Capítulo 17
De la crónica de las Hermanas Santas de Jesús, convento de Las Golondrinas, Andalucía, finales del verano de 1550
Pía no fue la última. La abadesa recibió un extraño mensaje donde se le decía que era preciso que una monja fuerte y robusta se personara para la recogida urgente de una «chica escondida» que ya no era una niña. Había poco tiempo, pues, en invierno, el camino sería intransitable, de modo que se envió a sor Arsínoe con gran premura y la monja regresó con Marisol en medio de una granizada otoñal que barrió el sendero de montaña y las empapó a las dos. La niña iba calada hasta los huesos; el pelo le chorreaba agua a ambos lados de la cara y sus grandes ojos pardos miraban inquietos a todas partes. Solo tiene trece años, pero, aun medio muerta de frío y de pánico, Marisol irradiaba algo que rara vez se ve en el convento: rebeldía.
—Aunque mi madre me haya mandado aquí, ¡jamás me haré monja! ¡Me escaparé! —espetó apretando los dientes cuando se la llevaban para vestirla con un hábito seco de novicia.
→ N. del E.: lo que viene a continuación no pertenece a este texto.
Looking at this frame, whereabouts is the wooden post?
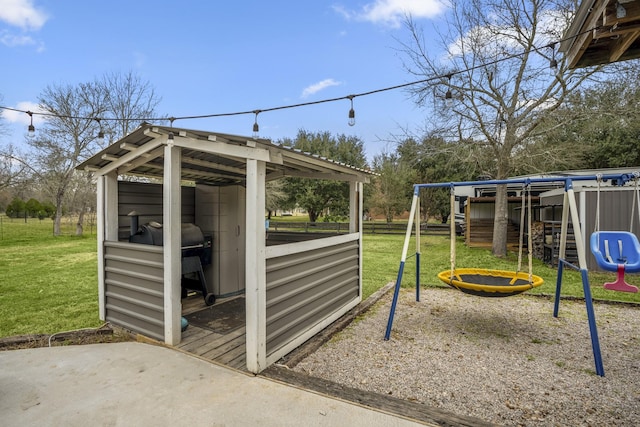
[245,159,267,373]
[162,140,182,345]
[97,172,118,321]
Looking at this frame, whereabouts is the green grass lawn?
[0,216,640,336]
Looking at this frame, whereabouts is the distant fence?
[269,221,449,235]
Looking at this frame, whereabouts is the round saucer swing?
[438,184,544,297]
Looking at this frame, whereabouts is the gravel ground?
[294,288,640,426]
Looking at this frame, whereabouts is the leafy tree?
[25,197,42,217]
[401,0,597,256]
[397,136,481,223]
[265,180,287,219]
[371,153,415,222]
[280,130,366,222]
[6,197,26,218]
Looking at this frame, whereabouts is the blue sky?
[0,0,444,158]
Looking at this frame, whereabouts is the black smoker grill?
[129,221,216,305]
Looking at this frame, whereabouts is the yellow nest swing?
[438,185,544,297]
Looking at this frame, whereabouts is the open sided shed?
[78,124,370,373]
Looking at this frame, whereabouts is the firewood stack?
[531,221,544,259]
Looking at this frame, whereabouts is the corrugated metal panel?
[104,242,164,340]
[118,181,195,240]
[267,240,359,356]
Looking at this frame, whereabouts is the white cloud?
[2,101,41,126]
[333,0,446,27]
[300,79,342,98]
[0,0,49,30]
[0,31,36,47]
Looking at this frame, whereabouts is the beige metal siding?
[104,242,164,340]
[266,240,359,356]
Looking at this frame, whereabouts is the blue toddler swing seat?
[591,231,640,292]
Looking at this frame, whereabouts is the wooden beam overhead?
[560,0,640,68]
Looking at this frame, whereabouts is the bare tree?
[27,83,107,236]
[23,73,159,235]
[98,71,161,140]
[400,0,597,256]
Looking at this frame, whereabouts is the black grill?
[129,219,216,305]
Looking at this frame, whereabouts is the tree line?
[0,0,640,256]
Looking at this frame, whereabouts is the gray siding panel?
[118,181,195,240]
[267,241,359,356]
[104,242,164,340]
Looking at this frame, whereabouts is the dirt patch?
[0,325,136,351]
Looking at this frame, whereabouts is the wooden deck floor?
[176,294,247,371]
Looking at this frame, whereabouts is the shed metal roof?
[77,124,373,185]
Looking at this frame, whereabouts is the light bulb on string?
[27,111,36,136]
[549,43,558,77]
[93,117,104,145]
[347,95,356,126]
[444,74,453,108]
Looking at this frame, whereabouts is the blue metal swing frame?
[384,174,634,377]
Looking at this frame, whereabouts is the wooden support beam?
[609,30,640,62]
[566,0,608,68]
[162,144,182,345]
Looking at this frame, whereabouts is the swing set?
[384,172,640,376]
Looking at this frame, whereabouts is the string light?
[26,111,36,136]
[93,117,104,144]
[253,110,260,139]
[347,95,356,126]
[549,43,558,76]
[0,25,603,138]
[444,74,453,108]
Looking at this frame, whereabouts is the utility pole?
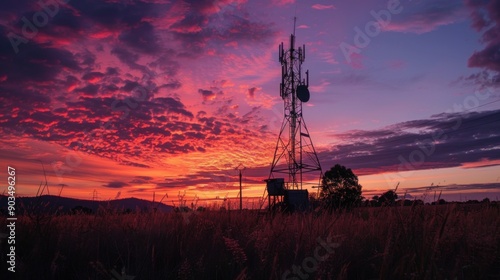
[236,163,245,211]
Según sor Arsínoe, la niña corre peligro de que la detengan las autoridades y el pintor de la corte Tristán Mendoza está implicado de algún modo. Sor Blanca cree que, cuando ella se llevó a la niña de la corte, la madre se hallaba moribunda tras un parto. El nombre completo de la niña es María Isabel Villar de Ascensión, pero ella insiste en que la llamen Marisol; desdeña la idea de que Tristán Mendoza sea su padre y se empeña en que es hija de don Diego Villar de Ascensión, capitán de fragata de las flotas del Nuevo Mundo. Ante su insistencia, la abadesa señaló, como es lógico, que, si eso era cierto, era de justicia para su padre que escucháramos su historia. Aunque la niña es dada a discutir, no pudo resistirse al razonamiento sereno de la abadesa.
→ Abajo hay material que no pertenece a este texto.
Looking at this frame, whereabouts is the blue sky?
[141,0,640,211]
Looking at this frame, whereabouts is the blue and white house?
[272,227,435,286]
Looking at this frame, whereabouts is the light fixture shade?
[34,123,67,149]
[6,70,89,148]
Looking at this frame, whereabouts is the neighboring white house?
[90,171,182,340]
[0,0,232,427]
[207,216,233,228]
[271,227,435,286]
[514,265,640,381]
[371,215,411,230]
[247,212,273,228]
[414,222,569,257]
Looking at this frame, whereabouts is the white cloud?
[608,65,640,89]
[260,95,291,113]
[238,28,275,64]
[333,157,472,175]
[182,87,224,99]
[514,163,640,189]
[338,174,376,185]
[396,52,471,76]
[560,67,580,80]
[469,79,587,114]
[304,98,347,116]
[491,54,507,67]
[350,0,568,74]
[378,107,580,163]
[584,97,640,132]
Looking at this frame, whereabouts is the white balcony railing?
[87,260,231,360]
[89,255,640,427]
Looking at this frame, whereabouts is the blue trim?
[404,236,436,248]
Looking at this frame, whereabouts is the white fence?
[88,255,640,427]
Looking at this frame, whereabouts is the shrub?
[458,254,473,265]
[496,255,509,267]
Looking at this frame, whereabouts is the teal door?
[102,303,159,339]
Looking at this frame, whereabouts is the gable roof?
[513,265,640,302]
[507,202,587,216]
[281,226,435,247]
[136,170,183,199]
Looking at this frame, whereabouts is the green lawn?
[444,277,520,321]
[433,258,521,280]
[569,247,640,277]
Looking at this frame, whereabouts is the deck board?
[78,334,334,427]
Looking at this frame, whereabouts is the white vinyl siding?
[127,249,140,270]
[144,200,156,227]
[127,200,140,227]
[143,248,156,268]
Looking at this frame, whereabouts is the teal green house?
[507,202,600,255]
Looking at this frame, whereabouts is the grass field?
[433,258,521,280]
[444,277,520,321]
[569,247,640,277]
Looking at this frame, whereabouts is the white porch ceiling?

Mi padre y mi madre descendían de cristianos viejos. Mi abuela murió cuando nació mi madre y Josefa, una prima huérfana de dieciséis años, demasiado pobre para tener dote, se ocupó de ella y la llevó a un convento para que la educaran. Al morir mi abuela, su única hija viva, mi madre, heredó su fortuna. Como no tenía parientes que pudieran encargarse de su tutela, se convirtió en pupila real. A los catorce años, abandonó el convento en el que se había formado y entró en la corte y vivía con Josefa en unos aposentos próximos a los de la reina.
Don Diego Villar de Ascensión era treinta años mayor que mi madre cuando la vio en palacio poco después de su llegada. Ella era hermosa, de buena cuna y rica y el caballero solicitó el permiso del rey para casarse con ella. El rey consintió: don Diego había capitaneado las flotas que viajaban al Nuevo Mundo en múltiples ocasiones y siempre había regresado con riquezas. Aparte de navegar, era entendido en pintura y en mujeres hermosas, por lo que ordenó que Tristán Mendoza pintase el retrato de compromiso de mi madre.
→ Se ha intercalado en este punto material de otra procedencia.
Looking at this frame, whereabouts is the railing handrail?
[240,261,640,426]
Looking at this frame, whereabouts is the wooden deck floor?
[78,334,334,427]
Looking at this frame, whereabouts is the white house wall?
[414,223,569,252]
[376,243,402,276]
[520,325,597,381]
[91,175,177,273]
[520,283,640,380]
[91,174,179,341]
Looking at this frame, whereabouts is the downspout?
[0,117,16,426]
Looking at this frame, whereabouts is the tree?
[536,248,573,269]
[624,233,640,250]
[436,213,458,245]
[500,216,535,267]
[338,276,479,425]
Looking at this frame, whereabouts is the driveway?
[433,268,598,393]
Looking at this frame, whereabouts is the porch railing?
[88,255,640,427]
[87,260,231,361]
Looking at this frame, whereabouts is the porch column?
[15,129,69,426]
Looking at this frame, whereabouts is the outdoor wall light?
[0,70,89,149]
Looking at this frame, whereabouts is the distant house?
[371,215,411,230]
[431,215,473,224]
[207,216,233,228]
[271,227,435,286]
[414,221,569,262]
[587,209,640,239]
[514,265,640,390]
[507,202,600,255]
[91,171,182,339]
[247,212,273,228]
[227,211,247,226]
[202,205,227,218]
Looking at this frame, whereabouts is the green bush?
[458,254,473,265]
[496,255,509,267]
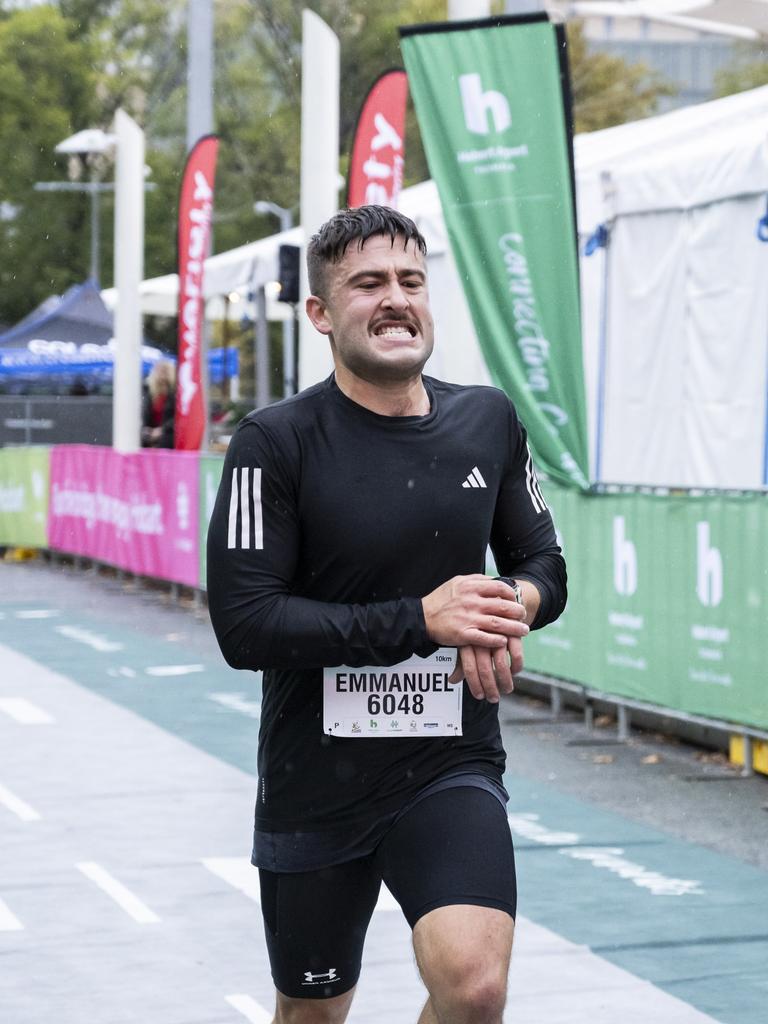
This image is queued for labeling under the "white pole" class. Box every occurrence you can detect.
[186,0,213,153]
[447,0,490,22]
[112,110,144,453]
[299,10,339,388]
Josefa se escandalizó. Se decía que los retratos femeninos de Tristán Mendoza ejercían una especie de misterioso influjo en los hombres, que atraían su atención y exacerbaban sus fantasías. Según me contó Josefa, don Diego se rio de sus protestas y le dijo que guardase ella a mi madre de cualquier falta de decoro.
Me contó orgullosa que al pintor le molestó su presencia y su negativa a aceptar el dinero con que intentó sobornarla para que lo dejase a solas con mi madre. A mi madre le divertía contarlo e insistía en que el artista le relataba historias que la hacían reír, para que el posado no fuera tan tedioso.
Según Josefa, cuando el retrato estuvo acabado, don Diego se mostró muy satisfecho. Lo tenían colgado en el dormitorio de mi madre y a mi hermana y a mí nos parecía precioso. Mi madre iba mucho más espléndidamente vestida en el cuadro de lo que solía ir en casa, donde pasaba el día atareada con la familia y los asuntos domésticos. En el retrato, la luz bailaba por los pliegues de su vestido de seda, de falda ancha y rígido cuello blanco. Llevaba el pelo recogido, con el rostro enmarcado por perlas y cintas; lucía encaje en los puños y un rosario en la mano. Sus ojos oscuros eran grandes y, pese a su aparente timidez, parecían sonreír como en la vida real. Me contó Josefa que, antes de la boda, el retrato estuvo expuesto en uno de los salones de la corte y que fue muy aclamado, hasta que el príncipe heredero, don Baltasar, se encaprichó de él.
Llegados a este punto del relato, Josefa solía menear la cabeza y murmuraba que quizá lo habían hechizado al nacer. Tenía una risa estridente que resonaba por los pasillos del palacio y a menudo sufría ataques que lo privaban de la razón, aullaba y soltaba espumarajos por la boca y combatía a enemigos imaginarios, lanzando estocadas y espadazos a todo lo que tenía alrededor hasta que lo encadenaban como a un perro. Aunque era heredero al trono de España, las negociaciones para sus nupcias no habían progresado. Mi madre solía pedirle a Josefa que buscase un tema de conversación más apropiado para nuestros tiernos oídos que los escándalos de la corte en torno al pobre príncipe. Ella le respondía ceñuda: «¡Yo sé lo que sé!», y callaba.
Tras la boda, mi padre se llevó a mi madre y su retrato a su castillo, una antigua fortaleza árabe situada en lo alto de la sierra que se alzaba al sur de Madrid. Uno de mis primeros recuerdos es el de estar sentada con Josefa en una de sus ventosas torres, despidiendo con la mano a mi padre, que partía en uno de sus viajes a América.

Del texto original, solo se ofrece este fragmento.